The demographic challenges confronting higher education, particularly as they relate to the decline of the traditional high-school-aged student and pending enrollment challenges, are well documented. In fact, for most enrollment managers like me, it’s been on our minds for years as we have drafted strategic enrollment management plans and engaged in senior-level dialogues about the future of our institutions and how to secure enrollment.
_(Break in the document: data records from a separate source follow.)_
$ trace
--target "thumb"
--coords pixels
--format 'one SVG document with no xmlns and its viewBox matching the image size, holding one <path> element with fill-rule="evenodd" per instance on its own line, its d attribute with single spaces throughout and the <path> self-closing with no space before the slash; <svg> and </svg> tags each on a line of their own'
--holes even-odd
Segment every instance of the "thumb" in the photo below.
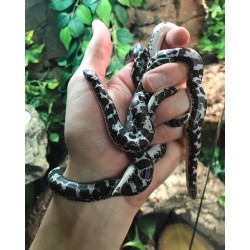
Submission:
<svg viewBox="0 0 250 250">
<path fill-rule="evenodd" d="M 104 81 L 112 53 L 110 33 L 100 20 L 93 21 L 92 30 L 93 37 L 75 74 L 82 76 L 84 69 L 91 69 Z"/>
</svg>

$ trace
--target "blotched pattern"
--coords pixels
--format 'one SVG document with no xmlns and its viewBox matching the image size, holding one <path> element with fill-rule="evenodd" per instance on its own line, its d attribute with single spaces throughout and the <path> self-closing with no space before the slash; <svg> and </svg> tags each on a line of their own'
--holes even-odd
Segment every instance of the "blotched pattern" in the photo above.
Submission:
<svg viewBox="0 0 250 250">
<path fill-rule="evenodd" d="M 118 195 L 136 195 L 143 192 L 153 178 L 153 166 L 165 154 L 167 145 L 150 147 L 154 137 L 151 121 L 161 101 L 174 95 L 174 87 L 162 89 L 153 95 L 143 89 L 142 77 L 160 65 L 179 62 L 187 67 L 187 90 L 190 98 L 189 113 L 168 121 L 169 126 L 185 126 L 187 141 L 187 188 L 191 198 L 197 193 L 197 164 L 201 148 L 201 125 L 205 117 L 207 100 L 202 89 L 203 62 L 200 55 L 190 48 L 160 50 L 162 39 L 168 32 L 168 23 L 161 23 L 154 29 L 148 48 L 136 44 L 127 54 L 126 62 L 134 61 L 132 79 L 137 86 L 129 106 L 125 124 L 107 90 L 98 76 L 91 70 L 84 70 L 84 76 L 93 90 L 104 114 L 107 132 L 115 145 L 127 152 L 134 160 L 122 178 L 107 179 L 96 183 L 76 183 L 62 176 L 63 167 L 53 169 L 48 175 L 52 190 L 75 201 L 94 201 Z M 157 51 L 155 53 L 155 51 Z M 153 54 L 152 54 L 153 53 Z"/>
</svg>

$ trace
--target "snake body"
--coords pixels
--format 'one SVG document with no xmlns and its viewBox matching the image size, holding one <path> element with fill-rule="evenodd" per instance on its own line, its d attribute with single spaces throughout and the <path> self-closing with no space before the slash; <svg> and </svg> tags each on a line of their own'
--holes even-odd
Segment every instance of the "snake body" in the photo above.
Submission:
<svg viewBox="0 0 250 250">
<path fill-rule="evenodd" d="M 64 167 L 51 170 L 48 175 L 52 190 L 75 201 L 95 201 L 118 195 L 136 195 L 143 192 L 153 178 L 154 164 L 167 150 L 166 144 L 150 146 L 154 137 L 151 120 L 161 101 L 174 95 L 174 87 L 149 94 L 142 86 L 143 75 L 160 65 L 178 62 L 187 67 L 187 90 L 190 98 L 190 111 L 169 121 L 169 126 L 185 128 L 187 147 L 186 173 L 187 188 L 191 198 L 196 197 L 197 164 L 201 149 L 201 126 L 205 117 L 207 101 L 202 89 L 203 62 L 200 55 L 190 48 L 159 50 L 169 23 L 161 23 L 152 32 L 148 48 L 136 44 L 127 54 L 126 61 L 134 61 L 132 79 L 137 86 L 129 106 L 125 124 L 122 124 L 116 107 L 97 74 L 84 70 L 83 74 L 96 96 L 106 123 L 107 132 L 114 144 L 127 152 L 133 163 L 121 178 L 101 180 L 96 183 L 77 183 L 63 177 Z"/>
</svg>

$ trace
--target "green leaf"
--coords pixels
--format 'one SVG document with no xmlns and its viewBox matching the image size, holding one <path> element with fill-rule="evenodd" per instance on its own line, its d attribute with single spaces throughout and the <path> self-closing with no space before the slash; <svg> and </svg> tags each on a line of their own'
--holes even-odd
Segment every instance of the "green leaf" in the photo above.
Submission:
<svg viewBox="0 0 250 250">
<path fill-rule="evenodd" d="M 117 2 L 119 2 L 121 5 L 125 5 L 125 6 L 130 7 L 129 0 L 118 0 Z"/>
<path fill-rule="evenodd" d="M 60 40 L 62 41 L 64 47 L 66 48 L 66 50 L 68 50 L 70 42 L 72 40 L 72 36 L 71 36 L 70 30 L 69 30 L 69 27 L 67 26 L 67 27 L 61 29 L 59 36 L 60 36 Z"/>
<path fill-rule="evenodd" d="M 63 11 L 70 7 L 74 2 L 74 0 L 51 0 L 49 7 L 52 10 Z"/>
<path fill-rule="evenodd" d="M 25 50 L 25 67 L 28 66 L 30 62 L 38 63 L 39 55 L 41 54 L 44 48 L 44 44 L 33 45 L 31 49 Z"/>
<path fill-rule="evenodd" d="M 90 25 L 92 23 L 91 11 L 85 5 L 83 4 L 78 5 L 76 9 L 76 15 L 84 24 Z"/>
<path fill-rule="evenodd" d="M 84 24 L 76 15 L 69 21 L 69 30 L 73 37 L 79 37 L 84 32 Z"/>
<path fill-rule="evenodd" d="M 128 44 L 134 41 L 132 33 L 127 28 L 121 28 L 117 30 L 117 39 L 122 44 Z"/>
<path fill-rule="evenodd" d="M 141 7 L 142 4 L 143 4 L 143 0 L 132 0 L 131 1 L 131 6 Z"/>
<path fill-rule="evenodd" d="M 70 21 L 70 15 L 66 12 L 59 13 L 57 15 L 57 24 L 59 29 L 63 29 L 68 25 Z"/>
<path fill-rule="evenodd" d="M 109 0 L 101 0 L 96 8 L 97 16 L 109 27 L 109 19 L 112 11 L 112 6 Z"/>
<path fill-rule="evenodd" d="M 222 195 L 219 197 L 218 202 L 219 202 L 219 204 L 220 204 L 222 207 L 225 207 L 225 194 L 222 194 Z"/>
<path fill-rule="evenodd" d="M 51 133 L 49 135 L 49 139 L 52 141 L 52 142 L 59 142 L 59 139 L 60 139 L 60 136 L 58 133 Z"/>
<path fill-rule="evenodd" d="M 25 45 L 31 45 L 33 43 L 34 30 L 25 32 Z"/>
<path fill-rule="evenodd" d="M 50 79 L 46 81 L 46 84 L 49 89 L 55 89 L 56 87 L 58 87 L 59 82 L 57 81 L 57 79 Z"/>
<path fill-rule="evenodd" d="M 128 20 L 128 14 L 126 9 L 120 4 L 116 4 L 114 7 L 114 12 L 118 20 L 122 23 L 122 25 L 126 26 Z"/>
<path fill-rule="evenodd" d="M 83 3 L 91 9 L 93 14 L 96 12 L 99 2 L 100 0 L 83 0 Z"/>
<path fill-rule="evenodd" d="M 131 46 L 129 44 L 120 44 L 117 47 L 117 54 L 120 59 L 124 61 L 126 54 L 128 53 Z"/>
</svg>

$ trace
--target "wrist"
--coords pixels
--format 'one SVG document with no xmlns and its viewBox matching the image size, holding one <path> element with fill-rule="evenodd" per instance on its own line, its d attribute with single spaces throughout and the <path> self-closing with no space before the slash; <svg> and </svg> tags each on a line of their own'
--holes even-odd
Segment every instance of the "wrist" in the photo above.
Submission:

Then, of course, the pandemic hit and accelerated those enrollment cliffs faster than anticipated, affecting both first-year and overall college enrollments. Although the steep decline in community college enrollment has received significant coverage, one often overlooked secondary effect (in my opinion) is the impact of community college decline on four-year colleges and universities, which rely heavily on transfer students as an integral piece of their enrollment strategies.
So, as we undertake efforts to stabilize or to grow our enrollments at the four-year colleges, the environmental factors at play require us to shift our mindset and consider transfer from a different lens.
As competition for enrollment intensifies with a declining high-school-aged population, we need to shift our focus from looking at community colleges as either competitors that are taking portions of our incoming classes or strictly feeders that send us students. Instead, we need to look to our community colleges as partners, co-designers of curricular pathways and partners in creating and articulating the student pathway to a degree. This isn’t new, but the timing is accelerated, and the need for those partnerships is now.